# Lake Garda



## rocky1968 (Nov 10, 2011)

We are thinking of going to Lake Garda. Can anyone recommend any good campsites in the area?


----------



## bermbasher (Mar 11, 2011)

Hi there
We had a month around the lakes last September , absolutely stunning, for garda we stayed on camping fontanelle , it is in the acsi book, lovely site had a pool right opposite us and the lake was 50mtrs away.
Warning though, don't go through the village as roads are very narrow.
ENJOY


----------



## rocky1968 (Nov 10, 2011)

*garda*

cheers m8 we have the acsi books will have a look wat site number is it


----------



## lotte11 (Jan 29, 2012)

we have stayed twice with my sister in law at toscalano maderno site they are there all year. beautifull place. but gets crowded in season. janice (hope i have got the spelling right)


----------



## Senator (Apr 24, 2008)

Shuggy68 said:


> We are thinking of going to Lake Garda. Can anyone recommend any good campsites in the area?


lake Garda is beautiful. You will certainly love it.

We have been several times now, never book and always stay at Camping Spagio D'ioro at Lazise.

We prefer the South East side as the beaches are sand and you don't have the mountains behind you.
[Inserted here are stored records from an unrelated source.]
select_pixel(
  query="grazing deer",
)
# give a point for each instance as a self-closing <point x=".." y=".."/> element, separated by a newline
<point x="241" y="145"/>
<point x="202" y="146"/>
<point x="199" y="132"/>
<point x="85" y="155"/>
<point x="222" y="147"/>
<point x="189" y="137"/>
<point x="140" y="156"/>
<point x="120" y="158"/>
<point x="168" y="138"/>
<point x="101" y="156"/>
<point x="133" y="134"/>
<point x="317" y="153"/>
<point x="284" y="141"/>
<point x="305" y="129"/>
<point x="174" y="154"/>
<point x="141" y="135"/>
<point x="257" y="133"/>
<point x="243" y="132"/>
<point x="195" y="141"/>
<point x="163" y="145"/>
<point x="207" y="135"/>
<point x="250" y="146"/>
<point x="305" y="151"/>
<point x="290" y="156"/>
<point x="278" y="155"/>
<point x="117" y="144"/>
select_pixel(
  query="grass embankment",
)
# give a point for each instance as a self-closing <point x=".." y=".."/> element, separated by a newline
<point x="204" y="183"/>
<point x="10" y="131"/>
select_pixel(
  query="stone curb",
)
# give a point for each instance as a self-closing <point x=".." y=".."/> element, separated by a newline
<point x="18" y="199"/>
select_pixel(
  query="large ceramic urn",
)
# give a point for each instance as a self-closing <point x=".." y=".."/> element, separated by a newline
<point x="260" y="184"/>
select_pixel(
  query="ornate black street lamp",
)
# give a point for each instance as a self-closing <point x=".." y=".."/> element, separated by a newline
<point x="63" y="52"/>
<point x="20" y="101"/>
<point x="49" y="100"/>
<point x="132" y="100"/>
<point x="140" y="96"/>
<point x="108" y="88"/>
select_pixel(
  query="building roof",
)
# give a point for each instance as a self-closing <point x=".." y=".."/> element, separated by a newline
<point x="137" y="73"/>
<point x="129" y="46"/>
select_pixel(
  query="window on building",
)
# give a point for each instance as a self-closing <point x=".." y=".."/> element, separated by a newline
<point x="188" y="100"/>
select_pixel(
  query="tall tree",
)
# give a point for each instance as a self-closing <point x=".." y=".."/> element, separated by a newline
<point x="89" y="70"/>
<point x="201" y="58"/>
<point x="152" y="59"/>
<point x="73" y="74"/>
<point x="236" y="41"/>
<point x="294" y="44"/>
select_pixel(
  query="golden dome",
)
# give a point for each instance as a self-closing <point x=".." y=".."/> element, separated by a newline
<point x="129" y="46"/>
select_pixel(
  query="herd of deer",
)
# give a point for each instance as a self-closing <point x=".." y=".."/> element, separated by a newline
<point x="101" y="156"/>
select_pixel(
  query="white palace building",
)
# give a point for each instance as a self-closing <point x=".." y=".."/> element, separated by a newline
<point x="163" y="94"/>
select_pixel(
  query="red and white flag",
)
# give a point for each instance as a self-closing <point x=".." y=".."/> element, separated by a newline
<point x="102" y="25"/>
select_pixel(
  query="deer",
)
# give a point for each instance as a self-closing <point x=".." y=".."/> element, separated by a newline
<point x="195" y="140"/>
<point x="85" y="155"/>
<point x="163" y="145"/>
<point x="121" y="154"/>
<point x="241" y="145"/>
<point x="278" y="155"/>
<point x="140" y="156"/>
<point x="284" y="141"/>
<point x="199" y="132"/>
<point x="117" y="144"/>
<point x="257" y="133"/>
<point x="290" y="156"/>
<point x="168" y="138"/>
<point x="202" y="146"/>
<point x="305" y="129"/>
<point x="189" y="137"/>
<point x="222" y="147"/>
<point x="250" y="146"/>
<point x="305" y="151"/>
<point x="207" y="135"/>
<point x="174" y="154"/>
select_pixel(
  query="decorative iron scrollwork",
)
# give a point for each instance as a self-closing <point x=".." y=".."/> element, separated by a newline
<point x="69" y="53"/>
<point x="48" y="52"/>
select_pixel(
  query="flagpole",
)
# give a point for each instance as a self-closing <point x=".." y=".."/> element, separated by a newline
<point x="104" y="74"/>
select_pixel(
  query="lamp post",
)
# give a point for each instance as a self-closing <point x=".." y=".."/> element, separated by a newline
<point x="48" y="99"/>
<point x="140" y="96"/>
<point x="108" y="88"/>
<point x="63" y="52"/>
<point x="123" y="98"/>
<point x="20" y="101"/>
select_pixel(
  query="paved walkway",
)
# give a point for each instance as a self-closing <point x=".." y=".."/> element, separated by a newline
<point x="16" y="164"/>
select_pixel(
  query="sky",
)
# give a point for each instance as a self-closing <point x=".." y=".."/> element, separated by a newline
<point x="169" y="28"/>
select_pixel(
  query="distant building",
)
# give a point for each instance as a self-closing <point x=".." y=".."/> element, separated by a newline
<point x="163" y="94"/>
We often watch the storms on the mountainous side from our pitch 

There are many sites and a lot of them won't accept prior bookings so you just take a chance and turn up. Fees are quite expensive so be warned :!:

If you check out the site review section of this site you will find references to many sites around Lake Garda.

Enjoy :!:

Mark


----------



## Rapide561 (Oct 1, 2005)

*Garda*

Hi

Many sites to choose from, but as a motorhomer, these are my preferred.

Camping Baia Verde, Manerba del Garda - peaceful, lovely facilities, cheap restaurant, nice restaurants in Manerba, spa pool etc - 
have a read here

Camping Butterfly - packed to the rafters but within walking distance of the train station so you can easily get to Verona, Venice, Milan etc.

Butterfly review

Another nice looking one (visited but not stayed) is Camping Capuccini again near Peschiera del Garda for the trains.

Camping del Garda and Camping Bella Italia were just too big for us. We pulled in and pulled out again

Russell


----------



## Hydrocell (Jan 29, 2011)

Hi Shuggy68

There are lots of campsites around the lake, Butterfly is great and near most things but it will depend on the time of year you go, I’ve tried to get in there several times but it’s always full.

Belvedere at Lazise Sul Garda is a nice site and Lazise is a beautiful little town, Bella Italia is not a bad campsite but it is large.

Outside Bella Italia there an Aire where you can park over night pick up fresh water and dump toilet grey waste and there refuse bins for general rubbish so if you arrive late you stop here, there is a pay and display machine 7euros for 24 hours.
I’ve used it twice no problems with safety. 

Regards
Ray

PS If you need a route with stopovers I can give you the route we take, we have been for the last three years.


----------